Dynamic recrystallization and twinning behavior of magnesium alloy during hot tension

In this study, {10–12} tensile twins (TTs) were induced in hot-rolled AZ31 Mg sheets via hot tension along the normal direction. The results demonstrate that the volume fraction of TTs at 2 mm/min is greatly lower than their counterparts at 0.5 mm/min at 100 °C and 200 °C. Dynamic recrystallization (DRX) can decrease twin nucleation rate during hot tensile when the strain rate reaches 2 mm/min.

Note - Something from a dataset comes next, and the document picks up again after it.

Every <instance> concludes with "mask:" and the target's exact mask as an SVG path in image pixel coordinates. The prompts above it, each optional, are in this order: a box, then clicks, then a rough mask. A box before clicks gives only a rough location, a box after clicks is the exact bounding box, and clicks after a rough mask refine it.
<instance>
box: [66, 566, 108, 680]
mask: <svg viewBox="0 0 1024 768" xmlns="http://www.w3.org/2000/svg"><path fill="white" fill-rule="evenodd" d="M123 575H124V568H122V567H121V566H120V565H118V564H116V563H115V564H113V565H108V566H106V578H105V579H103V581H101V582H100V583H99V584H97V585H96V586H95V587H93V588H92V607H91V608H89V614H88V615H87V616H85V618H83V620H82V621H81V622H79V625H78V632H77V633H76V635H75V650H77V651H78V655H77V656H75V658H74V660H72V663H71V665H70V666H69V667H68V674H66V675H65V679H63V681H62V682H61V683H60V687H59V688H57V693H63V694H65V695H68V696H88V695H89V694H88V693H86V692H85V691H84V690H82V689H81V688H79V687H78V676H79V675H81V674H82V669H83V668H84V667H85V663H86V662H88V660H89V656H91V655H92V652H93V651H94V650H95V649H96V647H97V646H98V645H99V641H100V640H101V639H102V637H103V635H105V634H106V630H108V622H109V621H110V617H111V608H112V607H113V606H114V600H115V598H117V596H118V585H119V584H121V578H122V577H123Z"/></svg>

Decrease in critical resolved shear stress of non-basal slips at 200 °C enhances the deformation capability among grains, which dramatically reduces the volume fraction of TTs. Hence, TTs are hardly observed in 200°C-2mm/min sample. Tensile temperature significantly affects the morphology of TT lamellae. Grain boundaries prevents the longitudinal growth of the TTs, and then the thickness of TTs begins to grow to coordinate the deformation, resulting in fine TT lamellae in 100°C-0.5 mm/min. Compared with AR, the basal texture intensity of 100°C-2mm/min and 200°C-2mm/min increases and the occurrence of DRX is the main reason, while basal texture weakening of 100°C-0.5 mm/min and 200°C-0.5 mm/min depends on the formation of TTs. Compared with samples at 200 °C, the samples at 100 °C have higher tensile stresses. The maximum stress of 100°C-0.5 mm/min is 64.97 MPa when tensile strain reaches 0.15 owing to its highest dislocation density. 200°C-2mm/min possesses the highest hardness among the four tension samples, which is associated with the largest fraction of DRXed grains (68.8%) and its refinement strengthening effect. Dislocation strengthening exerts more influence on the hardness of 100°C-0.5 mm/min.